When Goss was AD, he was accused of being a money-grubber for raising ticket prices dramatically. He was also accused of not caring for tradition, with the halo as Exhibit A.
When Bill Martin was AD, was accused of being a money-grubber for pushing an extremely expensive stadium renovation plan and introducing tiered seating costs. A lot of the banned items on the list started under him. He was accused of not caring for our "tradition of egalitarianism" by adding boxes to the stadium.
With Brandon as AD, here we are.
Our next AD will find ways to raise money Brandon never dreamed of - count on it. People will then complain and claim that "Brandon wouldn't have gone that far." It's how it is. In college athletics, you either whore yourself out to raise money, or lose tens of millions.
Three good posts, snarling wolverine.
Historical perspective and the context of modern collegiate athletics help to advance the discussion we've all been having on the broader, complex issues of on-field success, fandom, and affordability.
I'm also on board with the Bayern Munich president's sentiments. Several sports - EPL, NFL, NHL - have already priced out loyal, everyday fans. My parents didn't take me to Michigan games when I was a kid and money part of the reason why. I had to wait until I was a student or started working after graduating to attend games.
Your points are totally valid. I think the outrage here has more to do with the extent to which these strategies by DB squeeze money out of people, many of whom are of limited financial means, who have supported Michigan football for decades.
It costs a lot of money to run an athletic department of this size, and I'm not pretending to have all of the answers. But it leaves a REALLY bad taste in my mouth to see this resultant alienation of so many members of the Michigan family, especially considering how our community of fans and alumni make this such a great University with which to be associated.

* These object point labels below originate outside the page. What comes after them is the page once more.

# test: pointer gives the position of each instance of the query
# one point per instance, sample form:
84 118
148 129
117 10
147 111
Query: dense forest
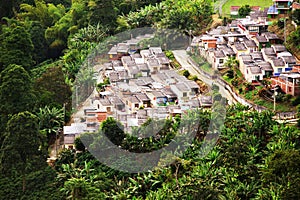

this is not a binary choice between whoredom and insolvency
look, i'm not saying that we should just drop ticket prices back to pre-canham levels and never raise them, or that the facilities shouldn't be improved, or sports shouldn't be added, or anything of the sort. i'm well aware of what was said about canham and his successors. i was there.
what i AM saying is that we are approaching some sort of critical mass here. look in this thread - how many people say they've given up their season tickets because it's just too damn expensive...we're not average fans here, either, right? i think that we're the proverbial canaries in the coal mine.
My friends all come back to Ann Arbor for one game every year. These people are doctors and lawyers and such. I bought two tickets today for Nebraska with the dynamic pricing and they were for $271 a piece after fees. They're on the 50 yard line row 75, so they are good seats, but goddamn that's a lot to pay per seat for the third best game of the year. And I am trying to get one of my friends to take the other ticket but I have no takers because they are all just planning on scalping because everyone knows that you can get a ticket for way less than that outside the stadium before the game.
"i also never thought that he and twenty other people in his department spent every waking hour thinking."
My thoiughts exactly. It's only going take one bad season for this house of cards comes tumbling down. It's going to work this year because we've got a blockbuster home schedule. Maybe.